8. What are the rich without wisdom but pigs stuffed with bran? What are the poor who have no understanding of affairs but asses laden with burdens? What is a handsome though ignorant man but a parrot adorned with feathers, or, as has been said, a golden sheath in which there is a leaden dagger?

9. For those who are in any position of authority, for kings, princes, magistrates, pastors of churches, and doctors, it is as necessary to be imbued with wisdom as it is for a guide to have eyes, an interpreter to have speech, a trumpet to be filled with sound, or a sword to have an edge. Similarly, those in subordinate positions should be educated that they may know how to obey their superiors wisely and prudently, not under compulsion, with the obedience of an ass, but of their own free will and from love of order. For a rational creature should be led, not by shouts, imprisonment, and blows, but by reason. Any other method is an insult to God, in whose image all men are made, and fills human affairs with violence and unrest.
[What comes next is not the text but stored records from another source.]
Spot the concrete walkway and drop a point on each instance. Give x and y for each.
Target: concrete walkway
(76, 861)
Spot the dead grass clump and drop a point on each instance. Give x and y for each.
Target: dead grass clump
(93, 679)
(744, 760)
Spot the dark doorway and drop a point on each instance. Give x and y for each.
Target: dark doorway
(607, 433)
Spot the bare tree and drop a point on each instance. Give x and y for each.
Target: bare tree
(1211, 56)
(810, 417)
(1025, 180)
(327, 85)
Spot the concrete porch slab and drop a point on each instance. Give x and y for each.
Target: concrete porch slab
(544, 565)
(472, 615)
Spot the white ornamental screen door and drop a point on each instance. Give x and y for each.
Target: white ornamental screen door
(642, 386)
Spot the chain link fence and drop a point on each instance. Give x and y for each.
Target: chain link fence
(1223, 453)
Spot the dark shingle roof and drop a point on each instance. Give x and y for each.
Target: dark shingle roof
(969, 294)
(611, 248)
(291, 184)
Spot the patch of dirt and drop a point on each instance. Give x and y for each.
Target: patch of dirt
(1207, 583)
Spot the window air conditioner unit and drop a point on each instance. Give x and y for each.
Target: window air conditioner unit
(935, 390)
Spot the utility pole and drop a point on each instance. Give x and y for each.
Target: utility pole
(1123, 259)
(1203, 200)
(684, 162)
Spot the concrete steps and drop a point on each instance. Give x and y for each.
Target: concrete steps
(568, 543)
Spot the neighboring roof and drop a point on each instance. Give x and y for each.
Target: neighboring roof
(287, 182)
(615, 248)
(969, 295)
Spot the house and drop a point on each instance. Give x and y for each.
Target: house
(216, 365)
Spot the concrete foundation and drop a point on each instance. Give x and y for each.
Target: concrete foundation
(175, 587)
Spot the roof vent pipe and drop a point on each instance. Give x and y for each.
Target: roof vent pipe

10. We see then that all who are born to man’s estate have need of instruction, since it is necessary that, being men, they should not be wild beasts, savage brutes, or inert logs. It follows also that one man excels another in exact proportion as he has received more instruction. We may conclude this chapter with the words of the “Wise Man.” “He who deems wisdom and discipline of no avail is wretched; his hopes (of attaining his desire) are vain, his labour is fruitless, and his work idle” (Wisdom iii. 11).